Guillaume Kasbarian, un libéral pur sucre
Le député de 36 ans au style bonhomme a fait toutes ses armes politiques à l'Assemblée nationale, où il avait été propulsé en 2017 par la vague de marcheurs estampillés "société civile".
Réélu en 2022, il s'est imposé comme l'une des valeurs montantes du vivier parlementaire du camp présidentiel. Et son nom avait déjà circulé en coulisses parmi les "ministrables" pressentis lors du remaniement de juillet 2023.
Avec le logement, un secteur en crise, il hérite d'un des dossiers chauds des prochains mois, souvent qualifié de "bombe sociale".
Au sein de la majorité, l'élu d'Eure-et-Loir a fait partie récemment des députés qui ont plaidé pour rogner les avantages fiscaux des locations de courte durée du type "Airbnb".
Sa proposition de loi "anti-squat", adoptée mi-juin par le Parlement, lui avait valu une première exposition médiatique.
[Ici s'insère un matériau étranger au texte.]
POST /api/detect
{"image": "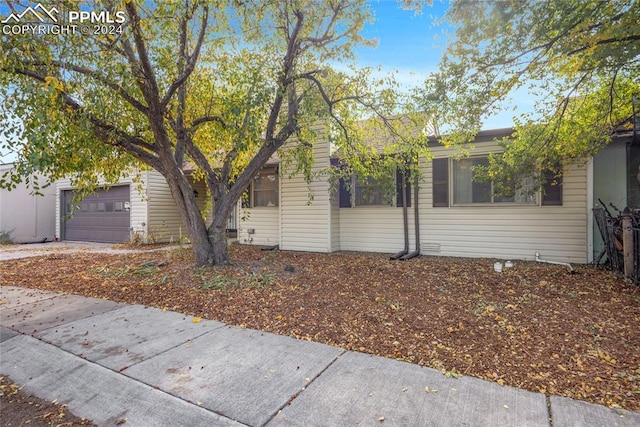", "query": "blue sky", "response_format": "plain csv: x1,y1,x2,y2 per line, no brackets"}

0,0,532,163
357,0,534,129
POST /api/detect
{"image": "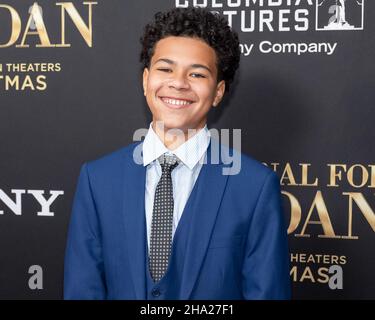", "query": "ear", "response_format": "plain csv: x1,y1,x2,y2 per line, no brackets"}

212,80,225,107
143,68,149,95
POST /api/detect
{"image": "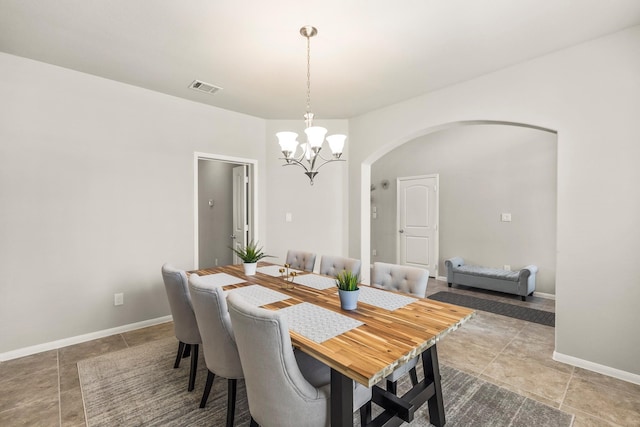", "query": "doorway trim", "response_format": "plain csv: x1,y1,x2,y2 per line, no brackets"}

193,151,259,269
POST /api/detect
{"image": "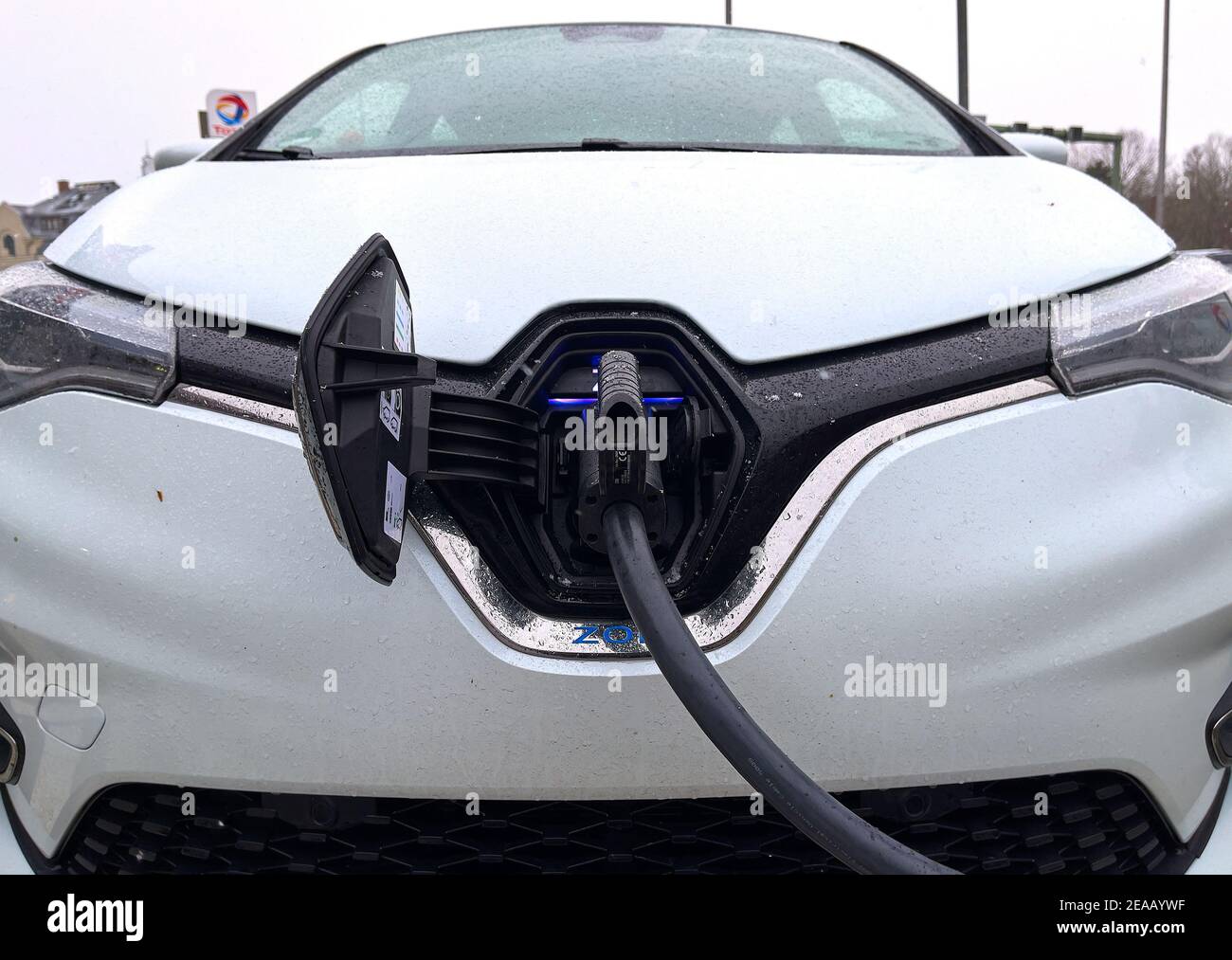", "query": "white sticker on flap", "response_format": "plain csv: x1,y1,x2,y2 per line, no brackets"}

383,461,407,543
393,281,410,353
381,387,402,440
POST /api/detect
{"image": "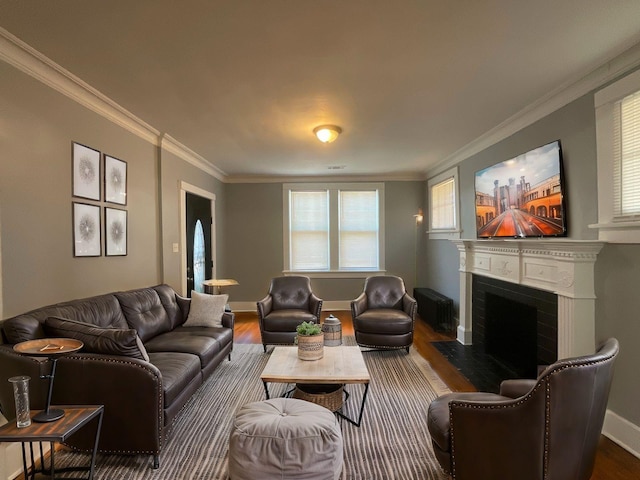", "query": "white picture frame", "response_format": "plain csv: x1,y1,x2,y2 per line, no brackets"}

73,202,102,257
104,154,127,205
72,142,100,201
104,207,127,257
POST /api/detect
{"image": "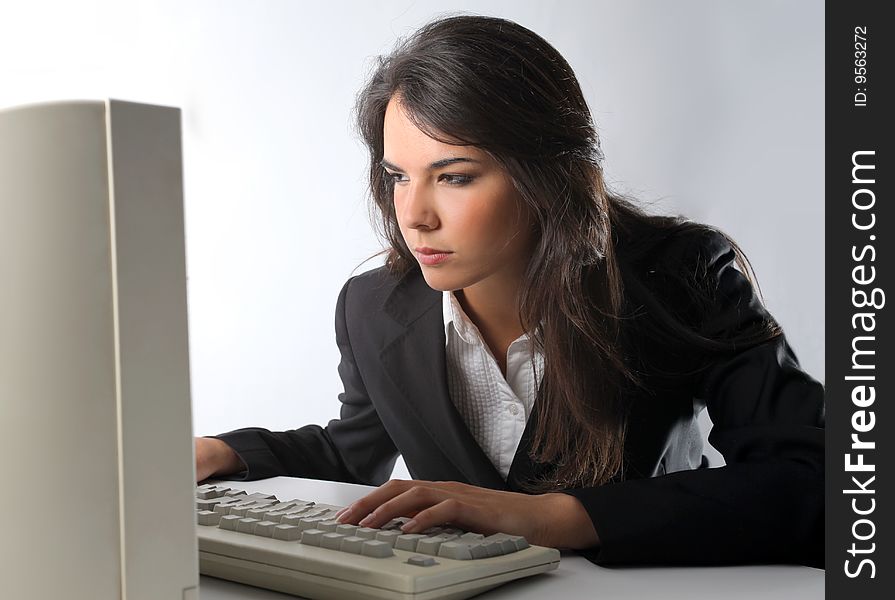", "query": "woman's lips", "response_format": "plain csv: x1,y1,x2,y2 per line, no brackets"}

416,248,453,267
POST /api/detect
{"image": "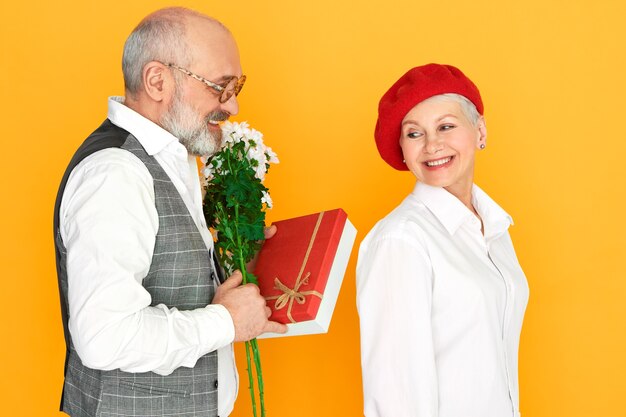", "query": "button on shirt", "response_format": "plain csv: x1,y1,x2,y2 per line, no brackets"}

357,183,528,417
60,97,238,416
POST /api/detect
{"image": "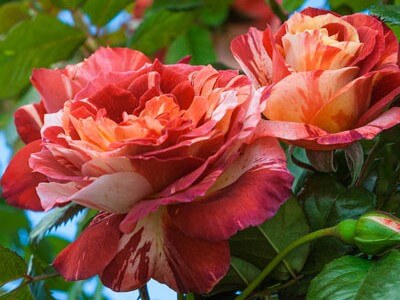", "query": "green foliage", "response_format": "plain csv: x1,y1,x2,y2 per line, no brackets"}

0,200,29,247
129,10,195,54
50,0,86,10
282,0,304,12
212,256,261,294
29,203,84,243
370,5,400,25
0,2,29,35
166,26,217,65
0,15,85,98
0,246,27,286
231,198,309,280
329,0,380,11
299,173,376,274
307,251,400,300
344,143,364,185
82,0,132,27
200,0,233,27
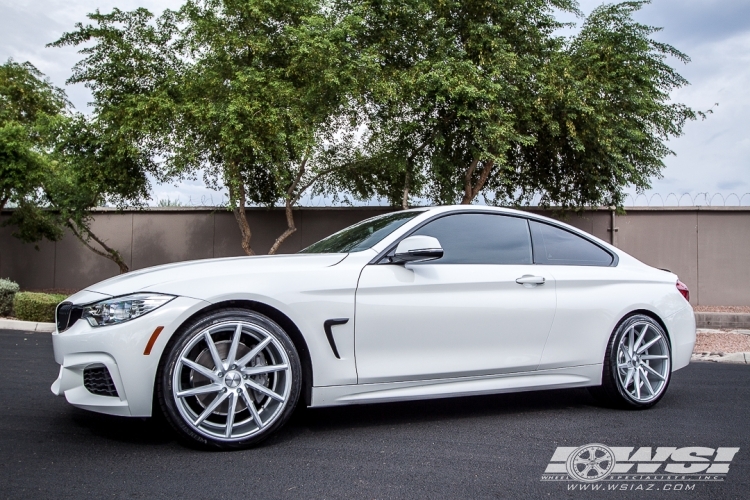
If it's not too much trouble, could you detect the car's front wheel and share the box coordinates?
[156,309,302,449]
[591,314,672,409]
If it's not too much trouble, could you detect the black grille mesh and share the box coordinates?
[57,302,73,332]
[83,366,118,397]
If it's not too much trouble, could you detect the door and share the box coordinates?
[355,213,556,384]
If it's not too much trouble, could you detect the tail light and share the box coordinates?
[677,280,690,302]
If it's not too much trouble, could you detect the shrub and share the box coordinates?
[0,278,18,316]
[13,292,67,323]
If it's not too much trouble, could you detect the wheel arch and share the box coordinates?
[154,300,313,406]
[610,309,674,351]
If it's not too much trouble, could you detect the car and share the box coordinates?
[52,206,695,449]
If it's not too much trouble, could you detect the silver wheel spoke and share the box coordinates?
[626,327,635,359]
[638,335,661,354]
[203,331,226,371]
[633,325,648,353]
[224,393,237,437]
[193,392,229,427]
[227,324,242,368]
[242,390,263,429]
[245,380,284,402]
[633,370,641,399]
[641,363,667,380]
[638,366,655,396]
[235,337,271,368]
[242,365,289,376]
[175,384,221,398]
[180,358,221,382]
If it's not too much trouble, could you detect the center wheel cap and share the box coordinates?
[224,371,242,389]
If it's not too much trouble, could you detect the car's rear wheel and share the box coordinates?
[157,309,302,449]
[591,314,672,409]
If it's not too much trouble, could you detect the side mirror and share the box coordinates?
[391,236,443,264]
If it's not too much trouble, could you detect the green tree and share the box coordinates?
[54,0,366,255]
[0,59,68,215]
[42,115,152,273]
[0,61,153,273]
[329,0,704,208]
[502,2,710,208]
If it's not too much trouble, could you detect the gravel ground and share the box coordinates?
[693,306,750,313]
[693,332,750,353]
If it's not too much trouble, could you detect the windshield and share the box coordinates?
[300,210,422,253]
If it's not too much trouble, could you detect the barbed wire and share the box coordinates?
[145,192,750,208]
[624,192,750,207]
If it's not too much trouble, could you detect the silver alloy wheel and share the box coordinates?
[617,321,670,403]
[172,321,292,441]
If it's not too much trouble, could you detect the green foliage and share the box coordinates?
[0,278,19,316]
[502,2,710,207]
[329,0,705,208]
[13,292,67,323]
[0,59,68,215]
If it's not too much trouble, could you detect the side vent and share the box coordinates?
[323,318,349,359]
[83,365,119,398]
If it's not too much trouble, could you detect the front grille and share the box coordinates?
[55,302,73,332]
[83,365,119,397]
[55,302,83,332]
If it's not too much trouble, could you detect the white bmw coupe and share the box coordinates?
[52,206,695,449]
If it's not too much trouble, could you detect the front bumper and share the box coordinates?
[51,297,209,417]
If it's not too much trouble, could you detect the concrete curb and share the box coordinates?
[690,352,750,365]
[0,319,55,333]
[695,312,750,329]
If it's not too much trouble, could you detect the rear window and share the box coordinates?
[299,210,423,253]
[529,220,613,266]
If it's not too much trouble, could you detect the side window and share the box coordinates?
[529,220,612,266]
[413,214,531,264]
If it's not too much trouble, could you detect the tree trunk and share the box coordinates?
[268,158,312,255]
[229,179,255,255]
[401,170,409,210]
[67,220,130,274]
[268,198,297,255]
[461,158,495,205]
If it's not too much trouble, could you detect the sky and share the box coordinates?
[0,0,750,206]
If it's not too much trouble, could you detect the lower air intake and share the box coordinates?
[83,365,119,397]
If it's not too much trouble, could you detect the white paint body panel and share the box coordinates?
[356,262,555,384]
[52,206,695,416]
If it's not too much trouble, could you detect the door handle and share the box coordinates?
[516,274,544,286]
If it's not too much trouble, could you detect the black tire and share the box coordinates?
[589,314,672,410]
[156,309,302,450]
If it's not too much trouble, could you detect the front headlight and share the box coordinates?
[81,293,175,326]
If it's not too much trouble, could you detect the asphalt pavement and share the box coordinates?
[0,330,750,499]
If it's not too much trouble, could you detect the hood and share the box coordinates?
[86,254,347,297]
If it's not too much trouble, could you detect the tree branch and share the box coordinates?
[229,176,255,255]
[65,219,130,274]
[461,158,495,205]
[461,158,479,205]
[268,157,310,255]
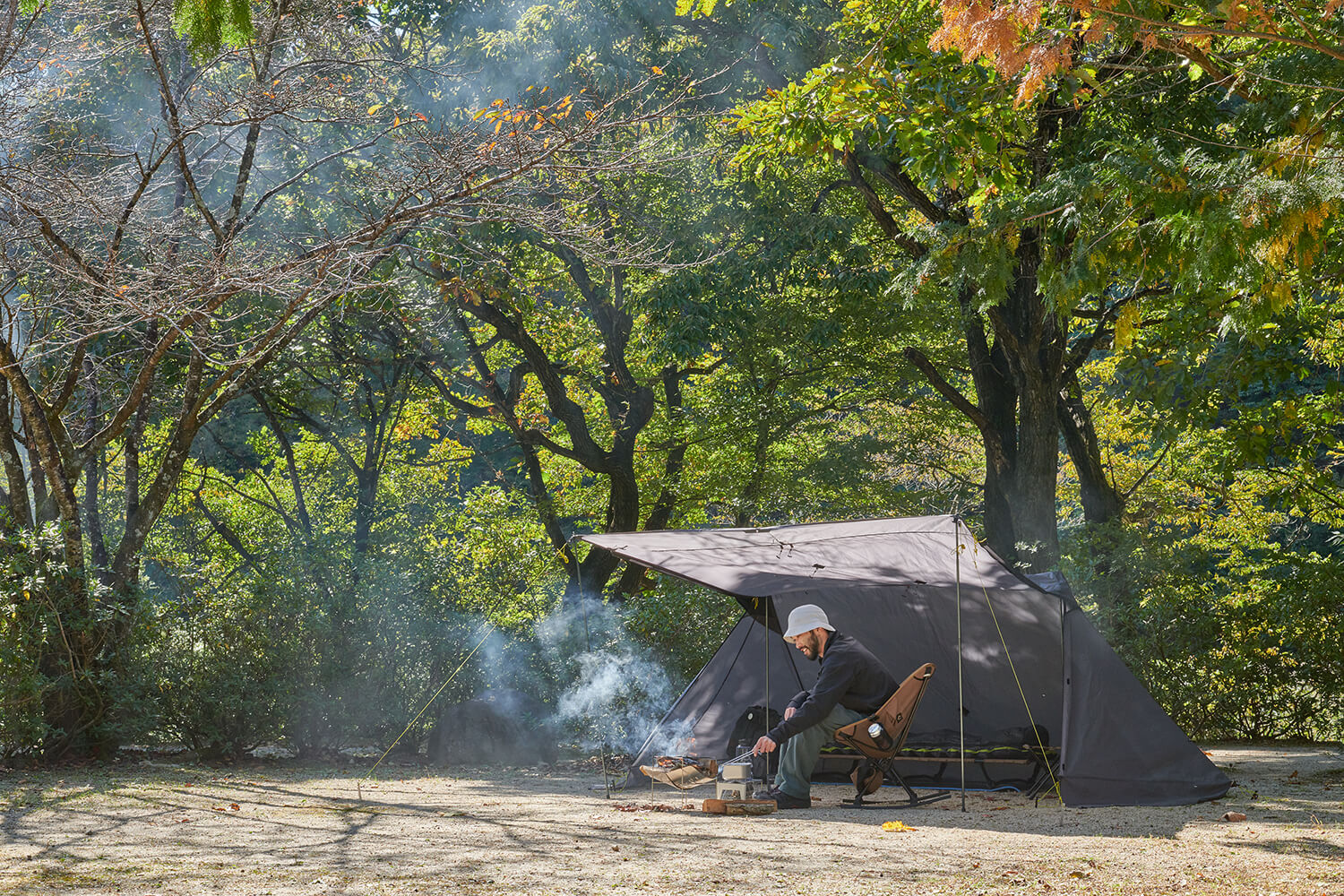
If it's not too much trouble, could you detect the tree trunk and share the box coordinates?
[1059,376,1125,525]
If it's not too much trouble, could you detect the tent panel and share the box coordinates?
[581,516,1021,598]
[1059,610,1233,806]
[626,616,816,785]
[774,584,1064,747]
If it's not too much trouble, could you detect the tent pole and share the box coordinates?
[763,598,771,788]
[952,516,967,812]
[569,538,616,799]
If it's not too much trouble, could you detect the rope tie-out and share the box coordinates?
[970,529,1064,798]
[355,622,495,799]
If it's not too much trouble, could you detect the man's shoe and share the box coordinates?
[762,788,812,809]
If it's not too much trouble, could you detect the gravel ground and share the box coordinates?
[0,745,1344,896]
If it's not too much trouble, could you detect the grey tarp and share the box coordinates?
[583,516,1231,806]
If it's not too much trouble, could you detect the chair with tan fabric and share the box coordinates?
[835,662,952,809]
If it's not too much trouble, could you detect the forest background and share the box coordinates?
[0,0,1344,761]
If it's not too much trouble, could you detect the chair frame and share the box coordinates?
[835,662,952,809]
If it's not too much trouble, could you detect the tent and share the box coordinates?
[582,516,1231,806]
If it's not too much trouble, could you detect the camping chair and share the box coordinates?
[835,662,952,809]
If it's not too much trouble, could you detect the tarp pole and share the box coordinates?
[763,598,774,762]
[569,538,616,799]
[952,516,967,812]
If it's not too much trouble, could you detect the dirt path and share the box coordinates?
[0,745,1344,896]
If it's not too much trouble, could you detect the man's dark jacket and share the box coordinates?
[768,632,900,745]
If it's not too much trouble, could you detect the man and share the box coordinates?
[752,603,900,809]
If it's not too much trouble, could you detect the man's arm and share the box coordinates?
[757,656,855,753]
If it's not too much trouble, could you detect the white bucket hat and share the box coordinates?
[784,603,836,643]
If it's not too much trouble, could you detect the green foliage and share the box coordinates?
[1073,518,1344,740]
[172,0,253,56]
[151,577,296,759]
[0,525,158,759]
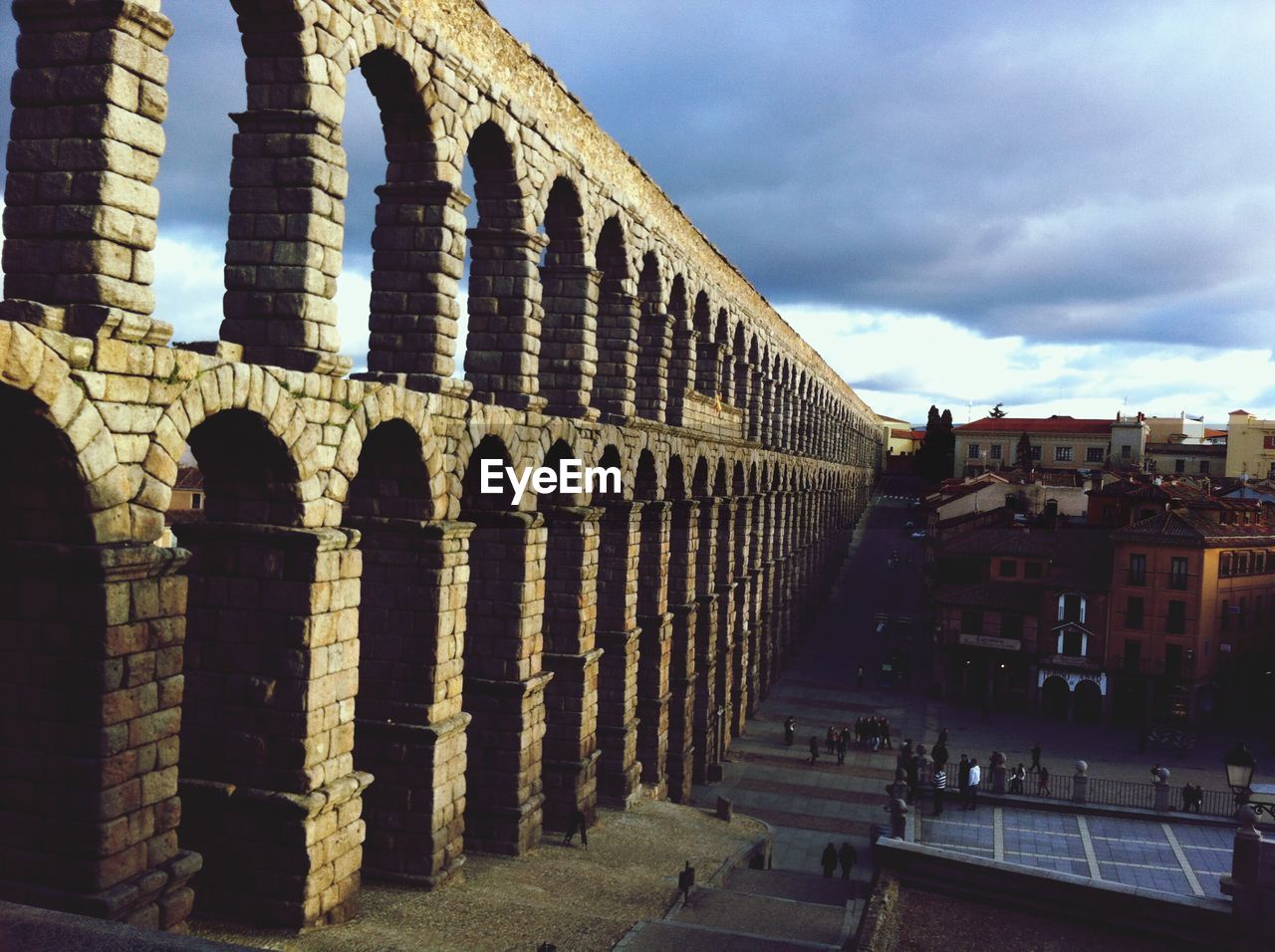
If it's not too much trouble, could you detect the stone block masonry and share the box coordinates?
[0,0,881,929]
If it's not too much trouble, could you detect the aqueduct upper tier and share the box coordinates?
[0,0,881,928]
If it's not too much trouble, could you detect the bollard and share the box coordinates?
[1071,761,1089,803]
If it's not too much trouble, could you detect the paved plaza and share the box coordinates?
[916,806,1235,898]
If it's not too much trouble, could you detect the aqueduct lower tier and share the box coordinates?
[0,0,881,928]
[0,323,874,928]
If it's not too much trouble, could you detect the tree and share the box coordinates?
[1014,429,1032,470]
[912,406,956,483]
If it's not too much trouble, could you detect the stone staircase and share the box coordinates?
[615,866,864,952]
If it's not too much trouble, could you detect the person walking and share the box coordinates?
[930,764,947,817]
[837,842,858,879]
[965,757,983,810]
[819,842,837,878]
[1037,764,1053,797]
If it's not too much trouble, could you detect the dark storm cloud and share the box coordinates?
[0,0,1275,354]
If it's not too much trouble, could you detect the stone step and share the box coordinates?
[725,866,860,907]
[612,919,841,952]
[674,889,846,946]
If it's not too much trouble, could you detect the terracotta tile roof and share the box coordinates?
[955,416,1112,436]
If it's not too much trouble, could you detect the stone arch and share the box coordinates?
[635,251,674,423]
[593,214,638,416]
[327,386,450,519]
[0,323,130,543]
[151,363,319,527]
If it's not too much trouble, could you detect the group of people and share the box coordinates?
[784,715,910,766]
[820,842,858,879]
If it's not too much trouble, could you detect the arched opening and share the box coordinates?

Et aussi un feu nourri de critiques venant de la gauche et des associations dénonçant une "criminalisation de tous les mal-logés".
Le mettre au Logement "serait une grave erreur, le DAL (l'association Droit au logement, NDLR) ne peut pas le supporter", glissait récemment l'un de ses collègues députés.
Mais "sur le terrain, des gens l'arrêtaient dans la rue pour le féliciter" pour sa loi, assure un collaborateur du député, qui martèle ses convictions libérales, sur le plan économique "et aussi sociétal". Tout comme son aversion "aux taxes en tous genres".
Guillaume Kasbarian aime à rappeler que c'est le discours "ni de droite, ni de gauche" et la personnalité du chef de l'Etat, qui l'ont attiré vers la politique.
"Macron, je suis toujours membre du fan-club, et s'il n'en reste qu'un à la fin, ce sera moi", lançait-il en souriant devant des journalistes l'été dernier.
Il est consultant dans un cabinet de conseil quand il se lance en 2016 dans le mouvement naissant "En Marche", fondé par Emmanuel Macron alors ministre de l'Economie.
Il en devient un responsable dans son département d'Eure-et-Loir. Puis de fil en aiguille, dans la foulée de l'élection présidentielle de 2017, il se porte candidat aux législatives dans la première circonscription de Chartres.
Le trentenaire va ainsi surfer sur la vague de jeunes élus macronistes issus de la société civile, qui débarquent au Palais Bourbon sans bagage politique, mais avec l'ambition affichée d'y apporter leur expérience du secteur privé.
"Côté cash"
A l'Assemblée, il se spécialise notamment dans les questions économiques et industrielles.
Ce qui lui vaut de monter en grade après sa réélection en 2022 en prenant la tête de la commission des Affaires économiques, où il "négocie avec tout le monde, sauf LFI et le RN".
Très actif lors des concertations autour du projet de loi sur "l'industrie verte", il a été le rapporteur général de la commission spéciale sur ce texte.
Adepte du "côté cash" du chef de l'Etat, y compris de ses petites phrases décriées sur la rue à traverser pour trouver un emploi ou le "pognon de dingue" des aides sociales, Kasbarian se veut lui-même pratiquant du franc parler.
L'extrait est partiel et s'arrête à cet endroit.